Shuijingzhu - Ancient Chinese Geographical Book
The Shuijing (水经) "The river classic" was an ancient Chinese geographical book describing the course of rivers. It had been transmitted as a core component together with its commentary, the Shuijingzhu (水经注) "Commentary to the river classic". The classic had been written by Sang Qin (桑钦) during the Three Kingdoms period (220-280), the commentary by Li Daoyuan (郦道元) during the Northern Wei period (386-534). The original text contained 40 chapters (juan, "scrolls") of which 5 were lost. Later some chapters were divided in order to regain the original number.
Li Daoyuan acted on a lot of high posts in the local administration. In 527 he was assassinated by a the rebel Xiao Baoyin (萧宝夤).

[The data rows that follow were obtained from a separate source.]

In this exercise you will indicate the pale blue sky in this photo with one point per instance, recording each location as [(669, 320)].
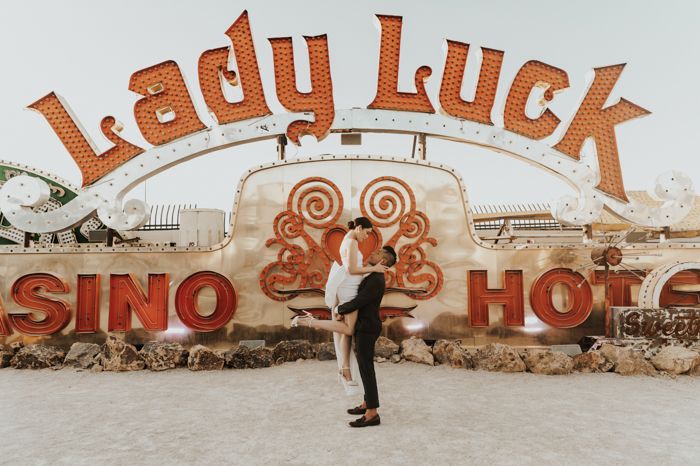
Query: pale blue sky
[(87, 50)]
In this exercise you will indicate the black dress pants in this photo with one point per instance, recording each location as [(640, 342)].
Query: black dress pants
[(364, 349)]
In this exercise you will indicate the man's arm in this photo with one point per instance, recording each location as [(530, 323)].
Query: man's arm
[(370, 292)]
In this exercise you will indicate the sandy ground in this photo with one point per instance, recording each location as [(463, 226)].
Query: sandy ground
[(295, 413)]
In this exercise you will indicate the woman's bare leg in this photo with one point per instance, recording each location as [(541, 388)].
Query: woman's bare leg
[(345, 348)]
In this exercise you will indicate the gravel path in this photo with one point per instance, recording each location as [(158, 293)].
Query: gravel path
[(294, 414)]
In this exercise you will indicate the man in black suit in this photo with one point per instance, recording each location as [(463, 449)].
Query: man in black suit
[(367, 330)]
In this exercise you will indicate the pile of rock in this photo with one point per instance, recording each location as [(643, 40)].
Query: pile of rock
[(118, 355)]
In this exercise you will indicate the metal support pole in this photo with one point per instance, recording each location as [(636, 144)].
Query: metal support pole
[(281, 146), (421, 147)]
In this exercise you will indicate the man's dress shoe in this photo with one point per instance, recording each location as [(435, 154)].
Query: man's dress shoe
[(362, 422), (357, 410)]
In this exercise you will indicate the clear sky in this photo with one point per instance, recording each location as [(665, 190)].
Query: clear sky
[(86, 50)]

For his commentary Li Daoyuan did not only have the necessary geographical experience from his profession when he was inspecting canals, dykes and river, but he also studied a lot of old and contemporary books on geography. The original Shuijing only dealt with 137 rivers, and Li Daoyuan added so much information about other rivers that the Shuijingzhu can not dealt with as a commentary but is in fact a book of its own. It is twenty times as large as the old Shuijing and discusses the geographical course and the cultural background of 1,252 rivers and creeks. The importance of the Shuijingzhu lies in its character as a vast treasury for all types of information on the local economy, society, and geography, not only during the Northern Dynasties period but through the ages. The rivers are described from their source, with the tributaries, river forks and so on down to their estuary mouth. All this is very important information for the reconstruction of the early Chinese hydrologic environment. Li Daoyuan, collecting written sources and writing from his own experience, is very cautious towards his sources. This makes his book even more valuable. One exception is that he was not able to deal with rivers of southern China with the same diligence as that of the north because China was divided at that time.
During the ages many errors have crept in, mainly in places where the old Shuijing was confused with Li Daoyuan’s part. The Qing period (1644-1911) scholars Quan Zuwang (全祖望), Zhao Yiqing (赵一清) and Dai Zhen (戴震) tried to amend those errors. In the late 19th century Yang Shoujing (杨守敬) collected those commentaries in his publication called Shuijingzhu shu (水经注疏).